Counting Crashes to Improve Device Reliability | Interrupt

The first step to making reliable IoT devices is understanding that they are inherently unreliable. They will never work 100% of the time. This is partially because we firmware engineers will never write perfect code. Even if we did, our devices need to operate through various networks and gateways, such as cellular modems, mobile phone Bluetooth applications, Wi-Fi routers, cloud backends, and more, and each of these may introduce unreliability. The devices may work with today’s Wi-Fi routers and mobile phones, but whether they function with tomorrow’s is a mystery.
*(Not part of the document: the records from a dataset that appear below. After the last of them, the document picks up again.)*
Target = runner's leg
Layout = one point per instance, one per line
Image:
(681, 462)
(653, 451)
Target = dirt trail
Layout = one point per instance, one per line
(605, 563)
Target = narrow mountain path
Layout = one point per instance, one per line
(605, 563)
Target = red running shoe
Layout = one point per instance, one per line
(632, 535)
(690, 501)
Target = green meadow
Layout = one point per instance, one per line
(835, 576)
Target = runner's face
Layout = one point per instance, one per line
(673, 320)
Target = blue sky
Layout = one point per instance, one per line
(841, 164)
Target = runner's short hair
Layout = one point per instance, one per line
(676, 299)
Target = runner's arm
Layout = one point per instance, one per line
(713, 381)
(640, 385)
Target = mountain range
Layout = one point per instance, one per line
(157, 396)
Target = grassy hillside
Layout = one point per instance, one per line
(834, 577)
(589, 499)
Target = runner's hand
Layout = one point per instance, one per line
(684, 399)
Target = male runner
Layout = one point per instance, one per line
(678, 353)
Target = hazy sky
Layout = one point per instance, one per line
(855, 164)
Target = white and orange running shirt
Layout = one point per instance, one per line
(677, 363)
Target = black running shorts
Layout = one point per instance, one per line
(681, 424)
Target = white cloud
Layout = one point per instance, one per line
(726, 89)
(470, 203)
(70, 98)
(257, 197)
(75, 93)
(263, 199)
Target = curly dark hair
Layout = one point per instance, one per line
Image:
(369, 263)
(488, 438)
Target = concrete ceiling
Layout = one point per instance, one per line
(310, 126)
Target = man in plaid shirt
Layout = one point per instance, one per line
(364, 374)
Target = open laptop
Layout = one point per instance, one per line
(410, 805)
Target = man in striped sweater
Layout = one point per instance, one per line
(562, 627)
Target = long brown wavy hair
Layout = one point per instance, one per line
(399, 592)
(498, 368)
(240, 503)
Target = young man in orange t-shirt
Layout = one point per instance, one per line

This is a companion discussion topic for the original entry at https://interrupt.memfault.com/blog/device-reliability-metrics

Great article @tyler! Really appreciate the context around each metric and how to interpret it.

One thing I have noticed is there is sometimes an inclination (for better or for worse) to express these sorts of metrics in a very statistic-oriented manner. I’ve found it useful to approach such reports with a critical eye and probe for the meaning/interpretation behind the numbers (and in the process, refresh my rusty knowledge of statistical analysis). For example, you can have a better MTBF in a new firmware release, but if certain types of devices are worse off, that could get lost in the numbers (or not reported at all) and lead to a bad time for a subset of your users.

Long way of saying, +100 to this post. Make sure you know what you’re comparing and what it actually means for your code base and your users.